The Chicago-based Muslim clergyman, addressing a news conference a block from the United Nations building, defended his “brother leader Khadafy’’ and praised his leadership of the North African country for more than four decades.
Farrakhan also encouraged Khadafy to resist pressure that he step aside.
“What has Moammar Khadafy done to deserve what this united coalition of demons is putting on him?’’ Farrakhan said to murmurs of approval from his supporters. “They say he has lost the moral right [to rule] because he has killed his own people. But you have never proved that charge. Check the record.’’
A Libyan diplomat who was among more than a dozen based at the United Nations who disavowed Khadafy’s government earlier this year took issue with Farrakhan’s characterization of the leader as blameless.
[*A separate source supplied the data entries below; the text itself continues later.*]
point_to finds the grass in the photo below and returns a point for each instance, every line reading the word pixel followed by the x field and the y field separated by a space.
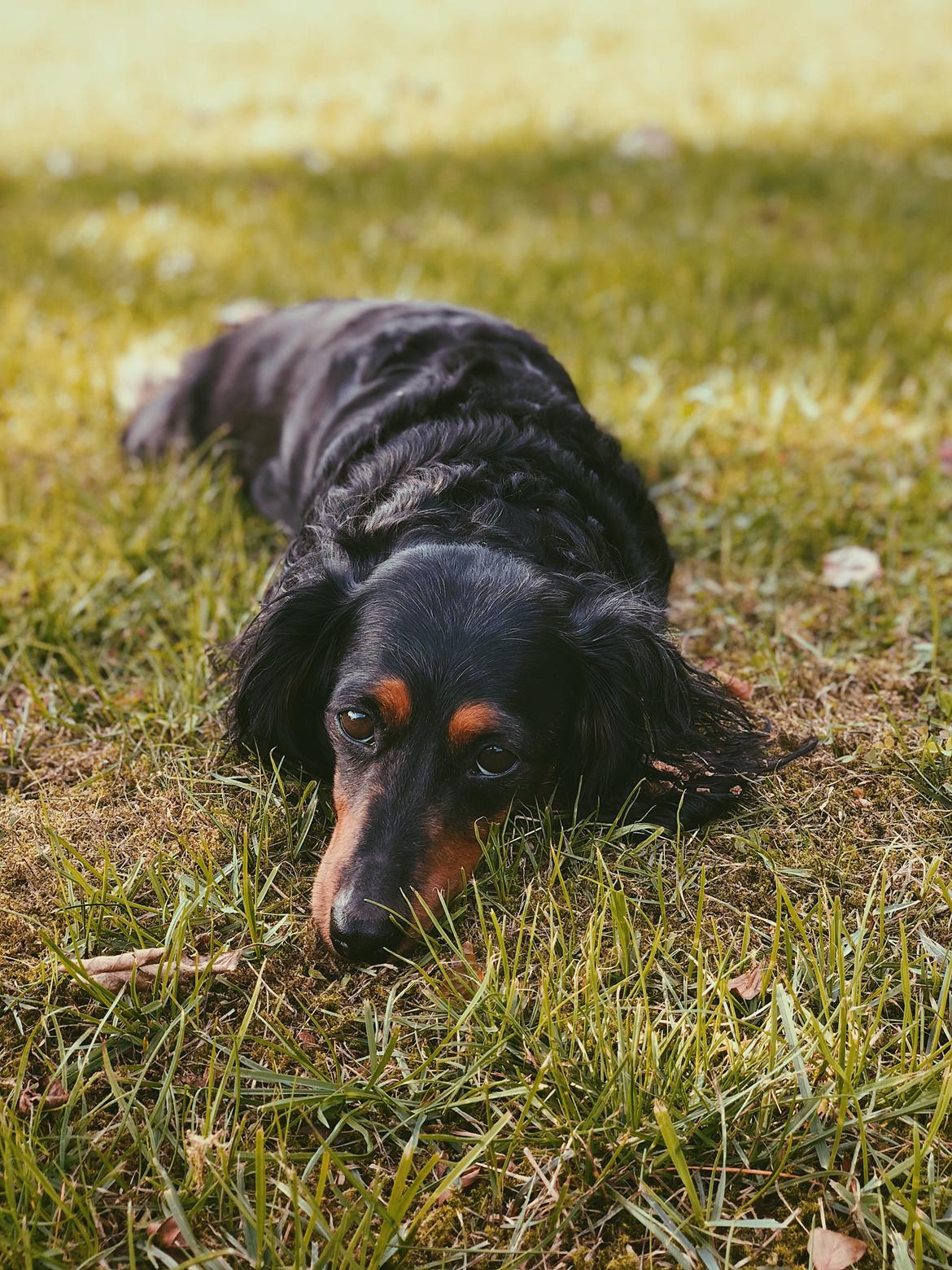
pixel 562 1077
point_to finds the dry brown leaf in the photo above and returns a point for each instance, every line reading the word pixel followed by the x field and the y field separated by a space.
pixel 464 970
pixel 28 1099
pixel 167 1233
pixel 833 1251
pixel 739 689
pixel 55 1095
pixel 115 972
pixel 748 986
pixel 465 1180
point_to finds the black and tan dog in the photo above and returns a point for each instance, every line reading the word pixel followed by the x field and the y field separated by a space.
pixel 471 611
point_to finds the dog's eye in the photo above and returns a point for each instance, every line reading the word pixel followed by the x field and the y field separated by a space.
pixel 496 761
pixel 357 724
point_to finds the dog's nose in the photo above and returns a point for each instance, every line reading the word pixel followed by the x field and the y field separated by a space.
pixel 365 938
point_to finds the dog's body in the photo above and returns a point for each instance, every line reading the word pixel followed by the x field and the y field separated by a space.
pixel 471 611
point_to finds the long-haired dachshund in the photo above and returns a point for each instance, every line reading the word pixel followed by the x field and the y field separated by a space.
pixel 473 609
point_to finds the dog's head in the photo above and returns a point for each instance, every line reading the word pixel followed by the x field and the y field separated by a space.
pixel 457 681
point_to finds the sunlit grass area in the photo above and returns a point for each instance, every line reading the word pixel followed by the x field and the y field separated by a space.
pixel 755 294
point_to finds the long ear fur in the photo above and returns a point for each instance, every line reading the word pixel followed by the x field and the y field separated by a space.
pixel 648 716
pixel 285 672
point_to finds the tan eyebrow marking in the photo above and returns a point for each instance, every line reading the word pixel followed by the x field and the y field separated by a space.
pixel 392 696
pixel 469 721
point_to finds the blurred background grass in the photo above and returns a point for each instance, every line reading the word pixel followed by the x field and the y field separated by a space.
pixel 731 222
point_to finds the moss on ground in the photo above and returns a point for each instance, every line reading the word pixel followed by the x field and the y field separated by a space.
pixel 757 297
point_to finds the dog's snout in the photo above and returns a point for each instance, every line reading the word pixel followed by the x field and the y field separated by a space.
pixel 362 931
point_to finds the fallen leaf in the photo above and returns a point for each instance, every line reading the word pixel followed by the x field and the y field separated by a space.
pixel 167 1233
pixel 748 986
pixel 242 311
pixel 142 372
pixel 116 970
pixel 850 567
pixel 55 1095
pixel 464 972
pixel 28 1099
pixel 833 1251
pixel 462 1183
pixel 739 689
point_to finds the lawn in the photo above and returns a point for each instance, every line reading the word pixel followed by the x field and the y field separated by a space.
pixel 757 297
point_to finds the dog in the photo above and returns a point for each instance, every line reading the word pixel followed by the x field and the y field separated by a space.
pixel 471 614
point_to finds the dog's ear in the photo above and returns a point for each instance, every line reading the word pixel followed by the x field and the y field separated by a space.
pixel 285 662
pixel 648 718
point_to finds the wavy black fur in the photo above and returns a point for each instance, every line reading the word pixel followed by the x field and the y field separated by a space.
pixel 437 458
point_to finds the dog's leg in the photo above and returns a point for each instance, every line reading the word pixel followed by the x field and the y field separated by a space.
pixel 161 423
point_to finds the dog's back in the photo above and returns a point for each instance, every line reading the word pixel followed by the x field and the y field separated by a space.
pixel 308 394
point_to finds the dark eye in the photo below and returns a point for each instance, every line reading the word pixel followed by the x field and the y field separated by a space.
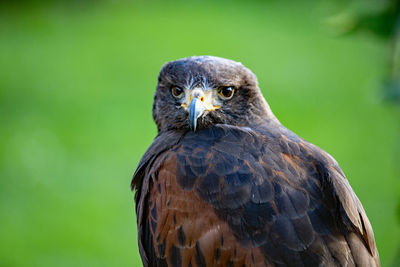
pixel 177 92
pixel 226 92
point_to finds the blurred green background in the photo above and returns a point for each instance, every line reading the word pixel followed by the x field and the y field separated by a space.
pixel 77 80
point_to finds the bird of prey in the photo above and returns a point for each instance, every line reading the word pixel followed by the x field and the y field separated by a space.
pixel 225 184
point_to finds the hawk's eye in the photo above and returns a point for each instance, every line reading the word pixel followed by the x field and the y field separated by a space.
pixel 226 92
pixel 177 92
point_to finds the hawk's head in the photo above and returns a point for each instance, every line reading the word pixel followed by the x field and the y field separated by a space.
pixel 197 92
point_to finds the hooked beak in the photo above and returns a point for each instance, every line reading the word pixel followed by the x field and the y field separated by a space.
pixel 196 109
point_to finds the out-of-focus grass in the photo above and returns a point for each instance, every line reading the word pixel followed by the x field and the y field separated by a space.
pixel 76 87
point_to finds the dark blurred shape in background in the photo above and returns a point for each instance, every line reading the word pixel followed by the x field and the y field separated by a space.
pixel 76 85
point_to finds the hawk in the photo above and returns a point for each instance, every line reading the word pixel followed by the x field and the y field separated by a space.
pixel 225 184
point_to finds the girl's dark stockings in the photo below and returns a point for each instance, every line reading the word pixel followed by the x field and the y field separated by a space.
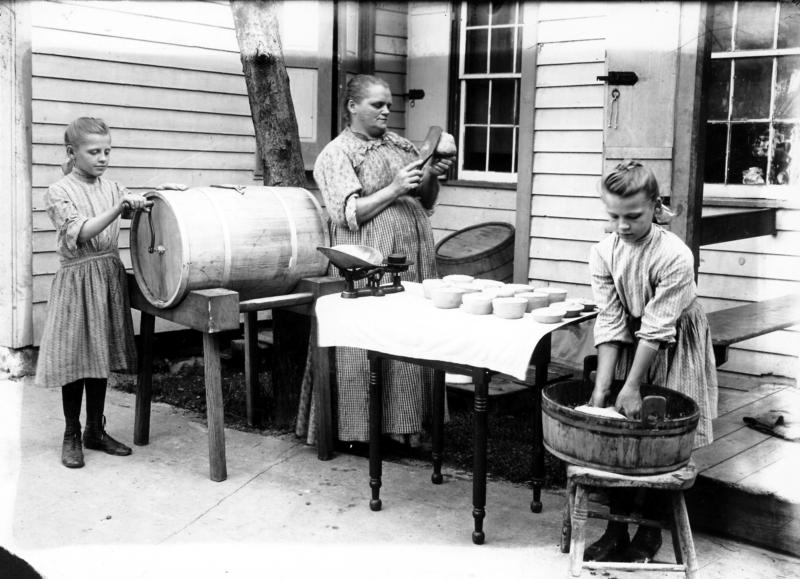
pixel 71 398
pixel 95 401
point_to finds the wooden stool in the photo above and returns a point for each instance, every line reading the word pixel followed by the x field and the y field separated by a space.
pixel 573 538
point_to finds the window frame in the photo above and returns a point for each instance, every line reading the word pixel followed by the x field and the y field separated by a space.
pixel 766 191
pixel 458 87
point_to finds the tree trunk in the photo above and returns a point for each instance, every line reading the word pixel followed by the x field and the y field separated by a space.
pixel 271 105
pixel 277 138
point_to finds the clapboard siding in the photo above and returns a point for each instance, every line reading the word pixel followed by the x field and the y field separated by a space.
pixel 567 216
pixel 166 77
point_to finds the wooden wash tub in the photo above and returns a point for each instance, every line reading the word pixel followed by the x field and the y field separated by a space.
pixel 629 447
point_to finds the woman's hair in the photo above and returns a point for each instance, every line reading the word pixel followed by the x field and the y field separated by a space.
pixel 76 134
pixel 629 178
pixel 357 89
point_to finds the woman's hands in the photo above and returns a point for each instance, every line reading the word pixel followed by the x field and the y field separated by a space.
pixel 408 178
pixel 440 166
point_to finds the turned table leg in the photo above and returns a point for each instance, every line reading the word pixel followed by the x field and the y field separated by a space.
pixel 437 426
pixel 480 417
pixel 375 428
pixel 541 358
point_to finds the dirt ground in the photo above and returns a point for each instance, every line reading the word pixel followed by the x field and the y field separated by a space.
pixel 178 379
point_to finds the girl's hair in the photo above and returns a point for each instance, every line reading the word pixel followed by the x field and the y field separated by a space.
pixel 629 178
pixel 357 89
pixel 76 134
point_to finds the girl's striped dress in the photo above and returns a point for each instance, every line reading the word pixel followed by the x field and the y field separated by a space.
pixel 88 332
pixel 646 290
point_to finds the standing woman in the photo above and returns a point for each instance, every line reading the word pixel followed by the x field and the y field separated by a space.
pixel 377 194
pixel 650 328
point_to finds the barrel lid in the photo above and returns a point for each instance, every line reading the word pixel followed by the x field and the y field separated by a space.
pixel 475 240
pixel 159 273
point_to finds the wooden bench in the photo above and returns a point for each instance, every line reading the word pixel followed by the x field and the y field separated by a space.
pixel 740 323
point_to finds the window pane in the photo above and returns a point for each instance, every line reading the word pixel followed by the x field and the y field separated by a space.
pixel 503 101
pixel 722 23
pixel 751 83
pixel 716 142
pixel 748 156
pixel 789 26
pixel 502 50
pixel 476 104
pixel 755 25
pixel 475 148
pixel 719 90
pixel 501 145
pixel 787 88
pixel 475 59
pixel 785 170
pixel 503 12
pixel 478 14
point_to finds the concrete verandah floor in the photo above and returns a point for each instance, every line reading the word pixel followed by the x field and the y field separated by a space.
pixel 280 513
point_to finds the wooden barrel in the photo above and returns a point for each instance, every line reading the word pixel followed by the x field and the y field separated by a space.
pixel 258 241
pixel 485 250
pixel 621 446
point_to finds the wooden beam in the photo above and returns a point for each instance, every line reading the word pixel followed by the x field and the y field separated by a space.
pixel 741 224
pixel 522 225
pixel 209 311
pixel 16 230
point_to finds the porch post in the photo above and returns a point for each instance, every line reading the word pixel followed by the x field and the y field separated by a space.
pixel 690 116
pixel 16 256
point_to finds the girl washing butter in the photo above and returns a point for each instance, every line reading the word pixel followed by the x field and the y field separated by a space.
pixel 650 326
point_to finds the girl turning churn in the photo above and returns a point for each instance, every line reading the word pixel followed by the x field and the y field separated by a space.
pixel 88 331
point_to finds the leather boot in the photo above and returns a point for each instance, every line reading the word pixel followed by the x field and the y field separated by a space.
pixel 96 438
pixel 71 450
pixel 610 546
pixel 644 546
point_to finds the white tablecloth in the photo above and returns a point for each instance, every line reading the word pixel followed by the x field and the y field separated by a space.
pixel 407 324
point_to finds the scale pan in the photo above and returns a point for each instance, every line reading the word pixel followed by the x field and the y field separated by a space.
pixel 350 256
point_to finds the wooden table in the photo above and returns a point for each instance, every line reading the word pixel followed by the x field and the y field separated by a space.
pixel 394 348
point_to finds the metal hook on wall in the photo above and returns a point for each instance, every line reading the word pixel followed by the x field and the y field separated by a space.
pixel 414 94
pixel 613 113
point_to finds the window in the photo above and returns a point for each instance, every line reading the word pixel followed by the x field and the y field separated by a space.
pixel 753 101
pixel 489 74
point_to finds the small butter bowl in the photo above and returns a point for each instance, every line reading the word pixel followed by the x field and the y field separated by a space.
pixel 509 308
pixel 446 297
pixel 458 278
pixel 548 315
pixel 571 309
pixel 535 300
pixel 554 294
pixel 477 304
pixel 487 283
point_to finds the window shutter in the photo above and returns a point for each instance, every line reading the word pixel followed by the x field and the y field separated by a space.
pixel 307 38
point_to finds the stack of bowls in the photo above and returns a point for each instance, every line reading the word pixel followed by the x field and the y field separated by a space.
pixel 476 303
pixel 509 308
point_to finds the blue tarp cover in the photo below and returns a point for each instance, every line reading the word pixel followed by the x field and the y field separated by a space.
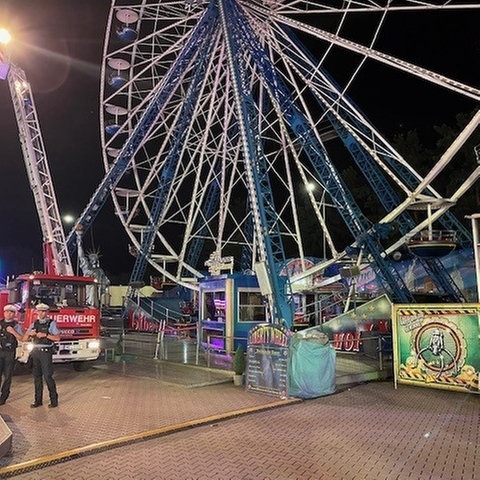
pixel 312 367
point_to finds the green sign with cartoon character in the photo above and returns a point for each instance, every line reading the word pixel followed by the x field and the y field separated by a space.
pixel 437 345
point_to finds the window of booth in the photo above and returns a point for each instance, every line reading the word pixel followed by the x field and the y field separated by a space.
pixel 214 306
pixel 251 306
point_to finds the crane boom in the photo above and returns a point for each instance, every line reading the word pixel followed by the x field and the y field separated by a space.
pixel 55 253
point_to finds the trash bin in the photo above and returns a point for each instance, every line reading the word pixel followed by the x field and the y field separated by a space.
pixel 312 365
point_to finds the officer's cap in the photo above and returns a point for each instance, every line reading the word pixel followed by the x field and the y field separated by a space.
pixel 42 307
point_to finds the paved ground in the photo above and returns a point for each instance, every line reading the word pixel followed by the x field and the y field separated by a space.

He said Libyan forces had indeed killed unarmed protesters.
“He didn’t talk about how Khadafy’s forces were shooting at the people,’’ said Dia A. Alhutmany, a second secretary who still works at the Libyan mission, but now on the rebels’ side. “He made Khadafy out to be an angel,’’ added Alhutmany, who attended the news conference.
The Security Council on March 17 voted, 10-0 with five abstentions, to approve the creation of a no-fly zone over Libya and authorize “all necessary measures,’’ a phrase commonly associated with force, “to protect civilians and civil-populated areas under threat of attack.’’
Swept up by political changes across the Arab world, Libya’s protesters took up arms when their chants for change were answered by government gunfire.